Lectures transversales 59: Yu Hua, 1986

© Julien de Kerviler

« Il regarda la scie très longtemps à la lumière du soleil avant de la reposer. Les mains sur les genoux, il demeura assis un bon moment, comme s’il faisait une pause. Puis il entreprit de gratter avec la scie les saletés incrustées dans les crevasses de ses pieds. Quand celles-ci furent extraites, il les réinséra dans les crevasses avec ses doigts. Il renouvela l’opération plusieurs fois, le plus tranquillement du monde. Enfin, il posa la scie sur un genou, leva la tête pour jeter un coup d’œil alentour et poussa aussitôt un grand cri : « Amputation des pieds ! » La peau fut entamée dans un hurlement furieux ; elle s’ouvrit, d’abord exsangue, puis elle prit une couleur vermeille, et ensuite le sang perla. Après avoir tranché la chair, les dents de la scie atteignirent l’os. Il arrêta de scier et un sourire de satisfaction se dessina sur son visage. Puis ses deux mains commencèrent un élégant mouvement de va-et-vient, et un bruit de frottement se fit encore entendre. Mais, peu après, son visage se tordit à nouveau et il se remit à hurler. La sueur coulait à grosses gouttes de son front et il soufflait comme un bœuf. Les va-et-vient de ses mains étaient de plus en plus lents, ses cris s’étaient mués en une sorte de plainte qui allait en faiblissant. Ensuite ses mains, lâchant prise, retombèrent, et la scie dégringola sur le sol avec un son argentin.
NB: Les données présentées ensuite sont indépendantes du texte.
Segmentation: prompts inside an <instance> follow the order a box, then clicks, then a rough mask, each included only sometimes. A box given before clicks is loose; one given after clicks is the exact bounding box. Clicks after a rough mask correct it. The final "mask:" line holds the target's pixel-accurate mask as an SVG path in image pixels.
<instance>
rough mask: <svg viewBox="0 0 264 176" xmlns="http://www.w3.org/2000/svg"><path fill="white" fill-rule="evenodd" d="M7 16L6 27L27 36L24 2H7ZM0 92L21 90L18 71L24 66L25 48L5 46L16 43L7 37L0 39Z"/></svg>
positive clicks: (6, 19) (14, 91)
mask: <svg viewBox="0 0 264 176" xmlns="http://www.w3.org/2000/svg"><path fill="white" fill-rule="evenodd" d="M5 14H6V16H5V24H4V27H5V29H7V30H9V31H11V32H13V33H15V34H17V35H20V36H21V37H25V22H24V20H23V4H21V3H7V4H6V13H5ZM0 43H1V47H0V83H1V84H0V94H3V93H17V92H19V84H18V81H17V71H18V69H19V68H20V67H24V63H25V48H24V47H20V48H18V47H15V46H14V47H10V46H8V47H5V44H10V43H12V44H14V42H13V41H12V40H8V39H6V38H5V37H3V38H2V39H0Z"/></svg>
Sa tête s’affaissa également, sa bouche laissant toujours échapper cette plainte étouffée. Il resta assis dans cette position très longtemps avant de redresser la tête et de ramasser la scie qui gisait à terre. Il reposa celle-ci sur son genou, mais il attendit avant de continuer. Puis il sembla se rendre compte soudain de quelque chose. Ses lèvres rougies par le sang se mirent à frémir, comme si de nouveau elles esquissaient un sourire. Il posa la scie sur son autre genou, puis il cria une seconde fois : Amputation des pieds ! » »

Yu Hua, 1986 (1987), traduit du chinois par Jacqueline Guyvallet, Éditions Actes Sud, 2006, pp. 52-53 [acheté à Pékin].